Data were derived from a population-based study in northern Norway; the Tromsø Study. Distal forearm BMD was measured with a single x-ray absorptiometric device, while total hip BMD was measured with a dual-energy x-ray absorptiometric device. There were 7,317 and 4,082 successful analyses of distal forearm and total hip BMD, respectively, and at least one SNP of interest. We evaluated plausible BMD modulating factors and associations of BMD and SNPs related to vitamin D metabolism (FokI, Cdx2, BsmI, rs2298850, rs10741657, rs3794060, rs6013897), ApaI-BsmI-TaqI haplotypes and ESR1 SNP rs4870044.

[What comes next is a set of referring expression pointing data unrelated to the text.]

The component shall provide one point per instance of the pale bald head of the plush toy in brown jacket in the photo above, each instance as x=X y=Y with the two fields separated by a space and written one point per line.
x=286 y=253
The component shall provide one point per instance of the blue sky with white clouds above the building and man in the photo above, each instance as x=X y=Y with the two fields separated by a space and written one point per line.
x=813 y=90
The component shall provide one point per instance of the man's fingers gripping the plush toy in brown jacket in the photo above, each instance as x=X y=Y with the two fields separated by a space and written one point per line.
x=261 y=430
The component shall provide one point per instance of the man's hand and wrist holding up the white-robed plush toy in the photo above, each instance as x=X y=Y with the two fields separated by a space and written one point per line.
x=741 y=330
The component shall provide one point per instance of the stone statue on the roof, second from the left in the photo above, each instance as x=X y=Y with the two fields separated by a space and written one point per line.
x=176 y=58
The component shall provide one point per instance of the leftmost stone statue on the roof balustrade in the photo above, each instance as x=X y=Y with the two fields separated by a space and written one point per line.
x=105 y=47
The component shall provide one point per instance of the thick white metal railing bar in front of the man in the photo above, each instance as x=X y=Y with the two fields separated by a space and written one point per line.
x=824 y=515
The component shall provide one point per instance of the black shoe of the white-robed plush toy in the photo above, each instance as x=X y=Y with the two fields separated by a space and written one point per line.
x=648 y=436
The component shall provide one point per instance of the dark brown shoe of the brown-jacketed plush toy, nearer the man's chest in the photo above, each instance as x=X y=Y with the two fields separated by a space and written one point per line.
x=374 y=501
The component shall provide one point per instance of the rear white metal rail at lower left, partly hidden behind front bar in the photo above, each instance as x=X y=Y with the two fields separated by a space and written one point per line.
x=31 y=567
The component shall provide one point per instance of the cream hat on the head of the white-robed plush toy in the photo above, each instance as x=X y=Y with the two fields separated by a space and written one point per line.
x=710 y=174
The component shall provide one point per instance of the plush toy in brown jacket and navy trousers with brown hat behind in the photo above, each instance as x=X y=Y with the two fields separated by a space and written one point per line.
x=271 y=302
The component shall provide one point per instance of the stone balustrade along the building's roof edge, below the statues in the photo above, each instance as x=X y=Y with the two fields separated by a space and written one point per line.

Age, BMI, physical activity and smoking were significantly associated with BMD. In a linear regression model with adjustment for age and gender and with the major homozygote as reference, rs6013897 had a standardized beta coefficient (ß) of -0.031 (P = 0.024) for total hip BMD. ß for ESR1 SNP rs4870044 was -0.016 (P = 0.036) for forearm BMD and -0.034 (P = 0.015) for total hip BMD. The other SNPs nor serum 25(OH)D were significantly associated with BMD.
Both forearm and total hip BMD were associated with ESR1 SNP rs4870044. Of the vitamin D-related genes, only CYP24A1 gene rs6013897 was associated with total hip BMD, but the association was weak and needs confirmation in other studies. Serum 25(OH)D was not associated with BMD in our population, probably due to the generally sufficient vitamin D levels in the population.